Subsidiary of Roscosmos

Arsenal Design Bureau (Конструкторское бюро «Арсенал») is an engineering company active in the fields of space technology, ship artillery and civilian machine building. The company was founded in 1711 and is located in Saint Petersburg in the Russian Federation. Its full name is Arsenal Design Bureau named after Mikhail Vasil’evich Frunze Federal State Unitary Enterprise.

== Overview ==
The company's main purpose is development and operation of space complexes and spacecraft for various purposes, and development and creation of navy artillery mounts and launchers. KB Arsenal is the developer of Liana electronic reconnaissance program, intended to replace the EORSATS and Tselina 2.

== History ==
KB Arsenal was founded in 1711 by Tsar Peter I of Russia as a cannon foundry.
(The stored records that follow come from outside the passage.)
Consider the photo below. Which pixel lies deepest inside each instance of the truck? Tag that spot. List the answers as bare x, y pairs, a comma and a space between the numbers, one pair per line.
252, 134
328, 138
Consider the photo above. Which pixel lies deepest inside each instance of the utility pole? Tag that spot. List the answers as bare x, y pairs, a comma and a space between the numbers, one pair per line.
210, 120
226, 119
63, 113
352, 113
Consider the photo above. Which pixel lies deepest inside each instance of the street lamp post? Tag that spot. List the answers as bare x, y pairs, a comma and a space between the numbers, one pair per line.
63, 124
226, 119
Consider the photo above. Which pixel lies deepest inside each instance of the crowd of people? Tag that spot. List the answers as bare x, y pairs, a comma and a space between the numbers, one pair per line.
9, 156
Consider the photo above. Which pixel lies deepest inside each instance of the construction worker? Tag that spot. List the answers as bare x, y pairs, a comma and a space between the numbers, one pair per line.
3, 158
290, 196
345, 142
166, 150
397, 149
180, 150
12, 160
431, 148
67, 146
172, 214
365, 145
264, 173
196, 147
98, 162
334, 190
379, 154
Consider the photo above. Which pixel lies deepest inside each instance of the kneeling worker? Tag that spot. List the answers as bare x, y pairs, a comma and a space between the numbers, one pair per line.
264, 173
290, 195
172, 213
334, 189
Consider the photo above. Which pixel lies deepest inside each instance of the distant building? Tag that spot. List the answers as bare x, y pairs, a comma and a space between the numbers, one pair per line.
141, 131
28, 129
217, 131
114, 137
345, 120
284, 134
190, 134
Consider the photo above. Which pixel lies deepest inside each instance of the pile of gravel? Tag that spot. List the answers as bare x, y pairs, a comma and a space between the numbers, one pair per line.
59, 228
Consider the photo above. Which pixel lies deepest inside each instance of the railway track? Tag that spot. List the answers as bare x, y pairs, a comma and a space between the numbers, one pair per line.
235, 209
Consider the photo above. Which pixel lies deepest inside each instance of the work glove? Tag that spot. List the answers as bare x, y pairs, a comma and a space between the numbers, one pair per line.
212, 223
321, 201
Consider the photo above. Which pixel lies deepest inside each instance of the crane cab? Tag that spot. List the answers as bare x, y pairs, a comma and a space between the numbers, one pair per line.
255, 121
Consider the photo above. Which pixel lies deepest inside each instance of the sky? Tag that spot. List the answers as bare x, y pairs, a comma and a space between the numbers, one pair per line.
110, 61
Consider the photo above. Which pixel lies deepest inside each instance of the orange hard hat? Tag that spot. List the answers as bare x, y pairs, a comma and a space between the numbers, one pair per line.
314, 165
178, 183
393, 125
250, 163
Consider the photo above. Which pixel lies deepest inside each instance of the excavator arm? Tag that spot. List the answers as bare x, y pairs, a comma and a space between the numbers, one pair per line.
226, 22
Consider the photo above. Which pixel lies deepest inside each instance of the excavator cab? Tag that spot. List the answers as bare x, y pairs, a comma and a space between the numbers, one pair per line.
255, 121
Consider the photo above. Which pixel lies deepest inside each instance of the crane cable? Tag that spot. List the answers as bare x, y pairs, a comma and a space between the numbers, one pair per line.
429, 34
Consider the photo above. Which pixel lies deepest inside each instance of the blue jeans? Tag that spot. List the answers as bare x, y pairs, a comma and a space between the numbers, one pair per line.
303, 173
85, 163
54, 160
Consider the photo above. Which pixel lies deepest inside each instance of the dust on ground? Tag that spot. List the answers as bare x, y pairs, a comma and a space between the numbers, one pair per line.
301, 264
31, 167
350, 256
Renamed to TsBK-7, the company created ICBMs between 1960 and 1980, after which it switched its focus to space research. It is the developer of over 80 spacecraft in the COSMOS series, including Russia's first nuclear power system satellites, the Kosmos 1818 and Kosmos 1867. It is the oldest Russian/Soviet design bureau connected to space research.